Arsenic concentrations in freshwater macrophytes were examined in relation to arsenic loadings in sediments (solid phase and pore water) and surface waters for a group of lakes contaminated by the discharge of mine tailings near Yellowknife, N.W.T. Lakes closest to the current discharge were highly contaminated with arsenic (up to 18 650 mug g-1 in sediments) compared with other areas. Macrophytes tended to bioconcentrate arsenic relative to sediment concentrations (up to a factor of ten), with submerged species containing much higher levels of arsenic than emergents. Differences in levels between the most common submerged (Potamogeton pectinatus L.) and emergent species (Typha latifolia L.) were attributed to differences in growth form and possible differences in the ability to exclude arsenic with increasing sediment concentrations. High environmental arsenic concentrations appeared to have negative effects on Typha latifolia, as suggested by decreased stand height, necrosis of leaf tips and reduced micro-nutrient concentrations in root tissues of copper, manganese, and zinc.
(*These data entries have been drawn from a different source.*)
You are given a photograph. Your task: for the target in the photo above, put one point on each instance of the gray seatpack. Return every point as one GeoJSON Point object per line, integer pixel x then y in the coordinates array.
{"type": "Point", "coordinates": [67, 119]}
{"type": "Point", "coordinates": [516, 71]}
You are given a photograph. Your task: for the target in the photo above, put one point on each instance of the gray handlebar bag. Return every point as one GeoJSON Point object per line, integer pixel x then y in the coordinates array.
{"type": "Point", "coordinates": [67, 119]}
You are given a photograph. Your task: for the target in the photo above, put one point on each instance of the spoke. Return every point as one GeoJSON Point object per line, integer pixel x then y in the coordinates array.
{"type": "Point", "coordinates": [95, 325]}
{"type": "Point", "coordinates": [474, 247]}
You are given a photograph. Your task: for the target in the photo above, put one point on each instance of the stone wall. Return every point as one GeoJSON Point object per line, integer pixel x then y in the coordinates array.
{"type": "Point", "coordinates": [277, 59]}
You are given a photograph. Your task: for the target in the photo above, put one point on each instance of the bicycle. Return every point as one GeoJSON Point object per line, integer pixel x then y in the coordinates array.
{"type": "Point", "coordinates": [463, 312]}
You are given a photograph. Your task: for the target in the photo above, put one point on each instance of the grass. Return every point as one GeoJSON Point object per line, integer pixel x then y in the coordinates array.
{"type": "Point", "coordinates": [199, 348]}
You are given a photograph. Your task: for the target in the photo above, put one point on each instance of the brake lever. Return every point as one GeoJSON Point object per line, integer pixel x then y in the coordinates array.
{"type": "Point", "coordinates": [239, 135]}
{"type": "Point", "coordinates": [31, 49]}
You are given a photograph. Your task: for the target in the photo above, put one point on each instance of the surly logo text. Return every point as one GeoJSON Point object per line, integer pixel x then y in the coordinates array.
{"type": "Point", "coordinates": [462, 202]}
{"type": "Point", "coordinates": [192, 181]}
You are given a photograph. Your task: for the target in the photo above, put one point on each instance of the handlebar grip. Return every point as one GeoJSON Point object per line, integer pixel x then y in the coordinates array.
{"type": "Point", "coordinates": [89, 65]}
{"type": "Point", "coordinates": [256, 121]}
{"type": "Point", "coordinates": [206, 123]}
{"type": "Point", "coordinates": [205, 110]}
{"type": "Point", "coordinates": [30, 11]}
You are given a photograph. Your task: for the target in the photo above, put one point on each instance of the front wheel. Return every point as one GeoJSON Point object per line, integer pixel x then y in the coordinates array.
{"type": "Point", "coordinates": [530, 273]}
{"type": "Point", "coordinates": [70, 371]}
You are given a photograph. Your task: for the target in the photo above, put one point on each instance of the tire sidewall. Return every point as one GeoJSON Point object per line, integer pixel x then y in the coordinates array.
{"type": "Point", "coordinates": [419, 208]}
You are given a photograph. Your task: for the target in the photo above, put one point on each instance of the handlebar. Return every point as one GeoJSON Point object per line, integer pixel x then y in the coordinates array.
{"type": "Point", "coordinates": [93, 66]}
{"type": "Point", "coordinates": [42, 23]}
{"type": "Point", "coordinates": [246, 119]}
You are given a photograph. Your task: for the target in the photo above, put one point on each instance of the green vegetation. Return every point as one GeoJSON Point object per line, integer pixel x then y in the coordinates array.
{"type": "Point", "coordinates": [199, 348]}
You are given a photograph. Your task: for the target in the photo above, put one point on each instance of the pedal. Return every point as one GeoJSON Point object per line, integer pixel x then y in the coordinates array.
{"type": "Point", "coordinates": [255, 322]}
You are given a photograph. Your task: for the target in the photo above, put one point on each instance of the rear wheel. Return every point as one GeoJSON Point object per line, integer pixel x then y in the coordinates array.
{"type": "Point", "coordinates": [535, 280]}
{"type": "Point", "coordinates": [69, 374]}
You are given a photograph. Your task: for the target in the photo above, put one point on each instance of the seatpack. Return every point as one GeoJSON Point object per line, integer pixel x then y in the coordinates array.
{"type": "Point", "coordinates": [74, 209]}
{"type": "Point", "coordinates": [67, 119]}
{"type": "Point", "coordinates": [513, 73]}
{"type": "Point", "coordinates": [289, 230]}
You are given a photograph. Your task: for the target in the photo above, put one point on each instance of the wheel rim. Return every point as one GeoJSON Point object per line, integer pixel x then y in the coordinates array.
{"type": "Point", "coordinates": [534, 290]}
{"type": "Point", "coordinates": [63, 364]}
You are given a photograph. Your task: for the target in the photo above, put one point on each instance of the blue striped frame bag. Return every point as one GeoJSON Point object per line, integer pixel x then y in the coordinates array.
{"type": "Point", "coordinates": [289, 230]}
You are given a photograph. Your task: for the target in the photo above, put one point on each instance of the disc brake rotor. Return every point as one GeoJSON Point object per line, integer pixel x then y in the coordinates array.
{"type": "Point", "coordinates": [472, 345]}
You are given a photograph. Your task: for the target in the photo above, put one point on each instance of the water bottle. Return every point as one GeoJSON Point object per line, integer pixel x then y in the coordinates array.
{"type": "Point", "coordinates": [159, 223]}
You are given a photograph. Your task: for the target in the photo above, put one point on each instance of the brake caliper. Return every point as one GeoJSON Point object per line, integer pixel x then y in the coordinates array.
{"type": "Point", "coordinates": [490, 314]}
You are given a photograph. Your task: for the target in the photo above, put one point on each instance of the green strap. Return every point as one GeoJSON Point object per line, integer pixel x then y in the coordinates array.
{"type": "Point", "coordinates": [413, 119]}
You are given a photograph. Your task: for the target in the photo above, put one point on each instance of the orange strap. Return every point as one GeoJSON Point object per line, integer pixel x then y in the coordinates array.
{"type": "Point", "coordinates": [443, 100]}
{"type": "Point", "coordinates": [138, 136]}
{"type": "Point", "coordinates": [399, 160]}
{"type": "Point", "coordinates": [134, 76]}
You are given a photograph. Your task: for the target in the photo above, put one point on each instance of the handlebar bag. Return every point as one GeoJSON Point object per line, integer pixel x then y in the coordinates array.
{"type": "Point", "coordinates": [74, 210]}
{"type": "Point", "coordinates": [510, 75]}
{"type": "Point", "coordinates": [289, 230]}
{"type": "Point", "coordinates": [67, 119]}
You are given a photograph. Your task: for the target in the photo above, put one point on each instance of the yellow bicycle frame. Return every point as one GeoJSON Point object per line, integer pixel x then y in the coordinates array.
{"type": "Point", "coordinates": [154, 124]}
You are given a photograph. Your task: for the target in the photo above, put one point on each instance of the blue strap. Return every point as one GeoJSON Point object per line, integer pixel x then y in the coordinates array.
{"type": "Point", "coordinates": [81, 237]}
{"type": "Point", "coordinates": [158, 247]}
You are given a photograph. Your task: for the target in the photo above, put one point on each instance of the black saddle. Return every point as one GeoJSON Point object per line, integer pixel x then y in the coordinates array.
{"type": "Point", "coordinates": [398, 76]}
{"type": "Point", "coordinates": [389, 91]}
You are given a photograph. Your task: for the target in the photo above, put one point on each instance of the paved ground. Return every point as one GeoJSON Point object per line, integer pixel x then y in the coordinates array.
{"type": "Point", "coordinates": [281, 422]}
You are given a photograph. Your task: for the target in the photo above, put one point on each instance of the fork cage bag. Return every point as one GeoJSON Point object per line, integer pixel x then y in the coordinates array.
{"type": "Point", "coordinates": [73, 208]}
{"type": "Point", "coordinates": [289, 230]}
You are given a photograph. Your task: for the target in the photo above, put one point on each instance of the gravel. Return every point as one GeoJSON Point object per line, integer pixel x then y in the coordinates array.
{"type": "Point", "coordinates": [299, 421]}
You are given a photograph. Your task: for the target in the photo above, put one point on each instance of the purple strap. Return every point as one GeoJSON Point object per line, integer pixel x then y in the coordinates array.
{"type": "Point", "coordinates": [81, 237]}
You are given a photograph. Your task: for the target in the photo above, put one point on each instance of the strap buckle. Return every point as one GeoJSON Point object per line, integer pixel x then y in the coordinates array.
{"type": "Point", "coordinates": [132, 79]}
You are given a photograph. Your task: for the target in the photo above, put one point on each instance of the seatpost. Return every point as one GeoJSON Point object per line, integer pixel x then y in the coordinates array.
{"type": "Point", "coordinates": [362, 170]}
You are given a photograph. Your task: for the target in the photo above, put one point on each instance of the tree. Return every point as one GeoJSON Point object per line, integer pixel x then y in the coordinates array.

Phytotoxic symptoms in Typha were generally observed at sediment and water concentrations exceeding 300 mug g-1 and 400 mug l-1, respectively. The lack of relationships between tissue concentrations of arsenic and environmental concentrations of phosphorus (as pore water PO4(-3), particulate total extractable P, or As:P ratios) did not support the hypothesis that arsenic bioavailability (as arsenate) and toxicity is related to its competition for uptake with phosphate.